I was wondering if a macro could be developed somehow to leave me with a
stack of email addresses. I suppose the macro would have to test each piece
of text for an "@" and a ".com" and then stack only those terms in a column
somewhere. Any ideas on how to do this? I am not macro savvy AT ALL...

thanks!
 
G

Gord Dibben

Can you copy and paste a small sample of the data you currently have with email
addresses contained therein?

6-10 lines should suffice but do not attach a file.


Gord Dibben MS Excel MVP
 
R

Ron Rosenfeld

Hi All,

I frequently need to extract email addresses from huge amounts of text, like
40+ pages long, etc... for large web design clients of mine...

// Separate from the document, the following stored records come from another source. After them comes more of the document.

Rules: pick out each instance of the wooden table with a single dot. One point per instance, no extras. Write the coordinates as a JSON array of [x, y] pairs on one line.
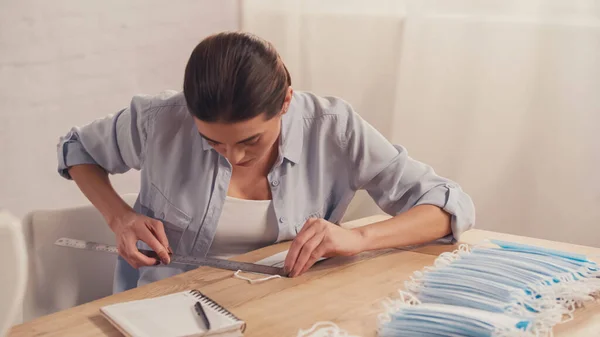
[[347, 291]]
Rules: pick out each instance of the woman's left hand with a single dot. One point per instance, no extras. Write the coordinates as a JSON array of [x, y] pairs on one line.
[[320, 238]]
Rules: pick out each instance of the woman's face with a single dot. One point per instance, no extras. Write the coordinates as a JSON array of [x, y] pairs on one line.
[[245, 143]]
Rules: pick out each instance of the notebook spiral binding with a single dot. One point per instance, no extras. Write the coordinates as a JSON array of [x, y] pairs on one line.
[[215, 306]]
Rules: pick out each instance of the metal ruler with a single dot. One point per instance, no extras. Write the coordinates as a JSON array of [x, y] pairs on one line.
[[189, 260]]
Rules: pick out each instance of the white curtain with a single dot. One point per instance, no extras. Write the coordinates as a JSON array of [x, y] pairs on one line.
[[502, 96]]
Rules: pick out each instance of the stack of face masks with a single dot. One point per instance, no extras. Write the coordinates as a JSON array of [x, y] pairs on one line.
[[507, 291]]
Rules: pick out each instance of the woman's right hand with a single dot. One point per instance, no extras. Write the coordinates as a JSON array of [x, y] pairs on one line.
[[132, 227]]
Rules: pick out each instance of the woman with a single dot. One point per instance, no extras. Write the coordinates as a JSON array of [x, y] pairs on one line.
[[238, 161]]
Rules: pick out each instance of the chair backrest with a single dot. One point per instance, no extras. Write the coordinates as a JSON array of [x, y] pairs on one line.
[[14, 270], [61, 278]]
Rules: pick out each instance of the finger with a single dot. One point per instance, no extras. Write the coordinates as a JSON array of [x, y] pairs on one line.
[[314, 257], [160, 250], [296, 246], [134, 257], [309, 222], [306, 253], [159, 232]]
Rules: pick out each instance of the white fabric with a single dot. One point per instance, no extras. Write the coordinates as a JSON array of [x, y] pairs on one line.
[[499, 95], [60, 277], [14, 269], [244, 226]]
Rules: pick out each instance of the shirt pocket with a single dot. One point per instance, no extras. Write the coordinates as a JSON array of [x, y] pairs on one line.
[[175, 221]]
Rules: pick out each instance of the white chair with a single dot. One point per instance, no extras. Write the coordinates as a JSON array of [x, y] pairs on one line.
[[14, 269], [60, 277]]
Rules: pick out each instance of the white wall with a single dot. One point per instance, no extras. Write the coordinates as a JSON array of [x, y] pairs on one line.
[[66, 62], [499, 95]]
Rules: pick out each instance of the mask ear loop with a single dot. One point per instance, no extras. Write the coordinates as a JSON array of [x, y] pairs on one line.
[[253, 281], [330, 328]]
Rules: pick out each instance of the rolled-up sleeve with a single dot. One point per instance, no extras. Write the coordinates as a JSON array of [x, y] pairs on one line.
[[116, 142], [396, 182]]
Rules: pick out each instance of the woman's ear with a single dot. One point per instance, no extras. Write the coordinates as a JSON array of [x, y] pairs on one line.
[[288, 100]]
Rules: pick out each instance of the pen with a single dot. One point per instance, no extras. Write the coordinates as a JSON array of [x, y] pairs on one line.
[[201, 313]]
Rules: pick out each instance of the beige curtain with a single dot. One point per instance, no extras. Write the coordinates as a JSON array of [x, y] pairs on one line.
[[501, 96]]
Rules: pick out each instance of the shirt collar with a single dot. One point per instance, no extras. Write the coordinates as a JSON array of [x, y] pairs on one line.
[[291, 140], [292, 132]]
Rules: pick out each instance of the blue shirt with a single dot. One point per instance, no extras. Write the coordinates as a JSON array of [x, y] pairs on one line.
[[326, 153]]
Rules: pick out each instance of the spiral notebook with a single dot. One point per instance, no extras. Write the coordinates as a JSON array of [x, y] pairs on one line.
[[173, 315]]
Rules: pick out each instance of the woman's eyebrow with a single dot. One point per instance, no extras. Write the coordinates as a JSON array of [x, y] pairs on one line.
[[241, 141]]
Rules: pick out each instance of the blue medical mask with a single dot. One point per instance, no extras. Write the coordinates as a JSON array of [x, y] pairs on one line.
[[444, 320], [546, 251]]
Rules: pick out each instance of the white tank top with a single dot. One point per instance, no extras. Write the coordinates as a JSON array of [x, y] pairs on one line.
[[244, 226]]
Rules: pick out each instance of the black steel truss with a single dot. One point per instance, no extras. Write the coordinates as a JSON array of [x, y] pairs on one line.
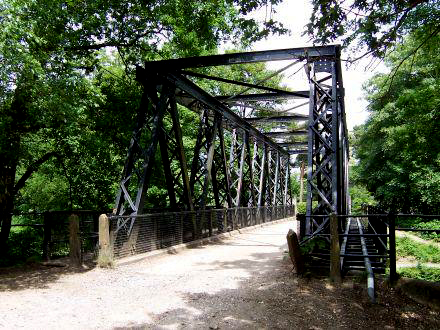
[[234, 162]]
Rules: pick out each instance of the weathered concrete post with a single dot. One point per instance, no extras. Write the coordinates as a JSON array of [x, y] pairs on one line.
[[74, 240], [295, 252], [335, 269], [105, 257]]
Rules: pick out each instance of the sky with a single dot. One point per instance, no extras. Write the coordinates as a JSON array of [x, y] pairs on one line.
[[294, 14]]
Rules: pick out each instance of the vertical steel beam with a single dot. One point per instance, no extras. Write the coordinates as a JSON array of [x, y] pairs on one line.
[[263, 177], [335, 141]]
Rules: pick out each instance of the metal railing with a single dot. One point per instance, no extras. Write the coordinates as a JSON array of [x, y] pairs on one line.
[[132, 235], [380, 228]]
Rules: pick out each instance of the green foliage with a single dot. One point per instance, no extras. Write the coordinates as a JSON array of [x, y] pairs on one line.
[[294, 184], [68, 98], [421, 273], [372, 26], [24, 245], [399, 146], [360, 197], [301, 208], [419, 223], [406, 247]]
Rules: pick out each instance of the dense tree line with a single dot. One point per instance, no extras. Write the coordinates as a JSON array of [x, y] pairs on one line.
[[68, 95], [397, 151], [399, 146]]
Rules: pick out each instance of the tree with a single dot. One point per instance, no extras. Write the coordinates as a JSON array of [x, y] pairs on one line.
[[374, 26], [399, 146], [54, 95]]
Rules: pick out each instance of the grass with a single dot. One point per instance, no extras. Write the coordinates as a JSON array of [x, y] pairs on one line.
[[421, 273], [419, 223], [406, 247]]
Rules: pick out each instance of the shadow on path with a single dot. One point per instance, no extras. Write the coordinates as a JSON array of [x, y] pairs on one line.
[[36, 275], [273, 298]]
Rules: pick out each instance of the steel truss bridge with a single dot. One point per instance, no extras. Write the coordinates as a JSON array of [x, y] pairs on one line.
[[243, 152]]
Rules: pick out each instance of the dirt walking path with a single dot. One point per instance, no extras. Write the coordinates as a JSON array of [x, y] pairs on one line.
[[244, 282]]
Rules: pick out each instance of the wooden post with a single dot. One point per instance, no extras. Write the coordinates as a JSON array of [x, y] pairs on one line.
[[74, 240], [47, 238], [335, 269], [105, 257], [392, 248], [295, 252]]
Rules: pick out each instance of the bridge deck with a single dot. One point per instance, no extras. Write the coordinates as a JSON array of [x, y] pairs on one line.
[[242, 283]]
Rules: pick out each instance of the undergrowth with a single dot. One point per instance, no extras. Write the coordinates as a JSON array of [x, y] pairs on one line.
[[406, 247], [419, 223], [421, 273]]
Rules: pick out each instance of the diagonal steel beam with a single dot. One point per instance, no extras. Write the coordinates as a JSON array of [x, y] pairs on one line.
[[264, 96], [246, 57], [277, 119], [205, 98]]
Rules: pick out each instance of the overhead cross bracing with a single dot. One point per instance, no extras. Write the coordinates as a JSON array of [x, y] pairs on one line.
[[245, 139]]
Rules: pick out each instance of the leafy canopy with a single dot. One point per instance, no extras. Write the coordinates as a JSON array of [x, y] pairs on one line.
[[399, 146]]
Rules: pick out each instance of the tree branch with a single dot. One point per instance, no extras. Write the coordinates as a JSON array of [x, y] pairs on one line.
[[31, 169], [413, 53]]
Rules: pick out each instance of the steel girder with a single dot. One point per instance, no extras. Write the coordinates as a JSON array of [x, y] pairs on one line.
[[327, 174], [234, 163]]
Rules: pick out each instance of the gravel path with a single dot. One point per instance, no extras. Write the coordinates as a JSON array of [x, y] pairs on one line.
[[146, 292], [243, 282]]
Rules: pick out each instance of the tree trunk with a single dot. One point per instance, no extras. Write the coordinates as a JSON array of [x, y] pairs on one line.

I was wondering if a macro could be developed somehow to leave me with a
stack of email addresses. I suppose the macro would have to test each piece
of text for an "@" and a ".com" and then stack only those terms in a column
somewhere. Any ideas on how to do this? I am not macro savvy AT ALL...

thanks!

How is the text organized?

Does your source data present itself in an Excel workbook?

It can be difficult to decide on whether a string is a valid email address,
without actually using it to see if it "goes through". But you can certainly
use a "regular expression" that would detect most of them. It would certainly
make it easier if they all ended in ".com", but there are many top level
domains that are valid.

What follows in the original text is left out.